Durch den Einsatz modernster Steuerungstechnik erreichen wir eine bisher nicht dagewesene Genauigkeit bei der Herstellung der Bohrteufen im Zentimeterbereich, was die Lage und Lotrechtigkeit angeht. Fehler bei der Berechnung möglicher Anomalien werden hierdurch auf ein Minimum reduziert, was zu einer deutlichen Reduzierung von Fehlinterpretationen möglicher Verdachtspunkte führt und damit nicht nur einen Qualitätsgewinn darstellt, sondern auch einen erheblichen wirtschaftlichen Vorteil für die nachfolgenden Bergungsarbeiten bedeutet.

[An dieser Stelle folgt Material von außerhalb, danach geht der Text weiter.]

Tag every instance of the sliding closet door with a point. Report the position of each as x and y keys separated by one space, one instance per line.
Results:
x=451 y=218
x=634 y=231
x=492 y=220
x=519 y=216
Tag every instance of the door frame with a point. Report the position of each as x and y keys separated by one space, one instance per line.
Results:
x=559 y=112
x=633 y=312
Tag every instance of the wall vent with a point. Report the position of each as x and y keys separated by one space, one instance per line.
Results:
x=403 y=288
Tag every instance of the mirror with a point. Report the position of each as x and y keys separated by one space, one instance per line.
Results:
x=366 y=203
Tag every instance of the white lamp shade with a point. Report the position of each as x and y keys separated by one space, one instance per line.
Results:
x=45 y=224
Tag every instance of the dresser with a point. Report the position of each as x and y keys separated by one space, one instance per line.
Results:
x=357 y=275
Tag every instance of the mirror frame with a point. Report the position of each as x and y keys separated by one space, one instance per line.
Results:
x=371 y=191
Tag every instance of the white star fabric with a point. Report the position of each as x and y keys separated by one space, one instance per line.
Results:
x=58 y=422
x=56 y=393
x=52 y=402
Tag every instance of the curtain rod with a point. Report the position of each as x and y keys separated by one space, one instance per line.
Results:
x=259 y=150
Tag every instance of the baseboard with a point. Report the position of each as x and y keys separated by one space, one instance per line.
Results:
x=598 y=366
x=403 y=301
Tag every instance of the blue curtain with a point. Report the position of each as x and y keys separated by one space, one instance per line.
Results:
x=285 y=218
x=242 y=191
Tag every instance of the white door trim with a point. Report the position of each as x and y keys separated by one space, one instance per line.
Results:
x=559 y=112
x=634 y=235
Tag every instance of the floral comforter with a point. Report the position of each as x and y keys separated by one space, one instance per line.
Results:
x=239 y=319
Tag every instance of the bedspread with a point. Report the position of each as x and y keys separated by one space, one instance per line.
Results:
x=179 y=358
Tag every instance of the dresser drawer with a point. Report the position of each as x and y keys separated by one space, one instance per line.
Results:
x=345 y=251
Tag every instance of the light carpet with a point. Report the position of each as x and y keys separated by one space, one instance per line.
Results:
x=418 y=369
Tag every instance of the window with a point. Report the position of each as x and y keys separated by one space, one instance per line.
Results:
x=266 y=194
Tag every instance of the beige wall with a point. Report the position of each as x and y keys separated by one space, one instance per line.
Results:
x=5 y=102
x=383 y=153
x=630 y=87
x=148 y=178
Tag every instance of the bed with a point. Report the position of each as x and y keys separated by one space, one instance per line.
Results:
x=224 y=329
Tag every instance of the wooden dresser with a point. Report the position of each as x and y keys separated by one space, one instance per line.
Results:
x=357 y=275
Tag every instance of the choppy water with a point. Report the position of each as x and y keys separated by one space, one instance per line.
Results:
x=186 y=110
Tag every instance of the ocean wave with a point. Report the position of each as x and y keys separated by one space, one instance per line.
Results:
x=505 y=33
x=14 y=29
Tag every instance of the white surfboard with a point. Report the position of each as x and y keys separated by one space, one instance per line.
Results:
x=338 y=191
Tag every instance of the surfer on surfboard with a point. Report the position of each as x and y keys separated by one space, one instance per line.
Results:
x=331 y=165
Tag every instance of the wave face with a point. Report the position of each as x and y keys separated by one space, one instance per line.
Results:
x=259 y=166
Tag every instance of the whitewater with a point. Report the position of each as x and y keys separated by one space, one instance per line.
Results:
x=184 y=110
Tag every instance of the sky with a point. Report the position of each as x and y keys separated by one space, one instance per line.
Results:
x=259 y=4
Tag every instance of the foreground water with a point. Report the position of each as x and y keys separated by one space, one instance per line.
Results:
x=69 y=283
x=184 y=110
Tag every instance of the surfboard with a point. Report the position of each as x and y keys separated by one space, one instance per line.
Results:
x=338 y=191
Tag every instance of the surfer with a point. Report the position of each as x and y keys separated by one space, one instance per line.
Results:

CPT MagCone auf Hubinsel am Berthold-Beitz-Ufer Kiel
CPT MagCone auf Hubinsel am Berthold-Beitz-Ufer Kiel

Als Baggeranbaugerät ist das CPT MagCone an Land oder zu Wasser von einer Jack-Up Barge nahezu tide- und witterungsunabhängig einsetzbar.
Die Vorgaben der BFR KMR und der DGUV-I 201-027 hinsichtlich sicheren Bohrens erfüllen wir mit dem CPT MagCone-Verfahren ohne Leistungseinbußen hinzunehmen. Durch die Ergänzung mit zusätzlicher Sensorik können zeitgleich weitere Bodenparameter wie Spitzendruck oder Mantelreibung aufgenommen werden.

Einsatz / Vorteile

  • UXO- Detektion
  • Baugrunduntersuchung
  • Tiefensondierung
  • Objektsuche

 

Drehbohrverfahren

Der Hydroseilbagger mit kombinierter Verrohrungsmaschine ist ein vielseitig einsetzbares Spezialgerät. Entwickelt für den Spezialtiefbau im Bergbau für Tiefenbohrungen bis 90 m dient es uns zur Bergung und Untersuchung von Verdachtsobjekten in anspruchsvollem Terrain.

 

Die einzigartige Gerätekombination im Bereich der Kampfmittelbergung ermöglicht es uns, Kampfmittel oder Verdachtsobjekte in sehr großer Tiefe unter schwierigen Rahmenbedingungen effizient und vor allem sicher freizulegen, zu identifizieren und schließlich zu bergen. Tiefliegende Verdachtsobjekte werden erschütterungsfrei vom Hydroseilbagger im Greiferbohr-Verfahren freigelegt.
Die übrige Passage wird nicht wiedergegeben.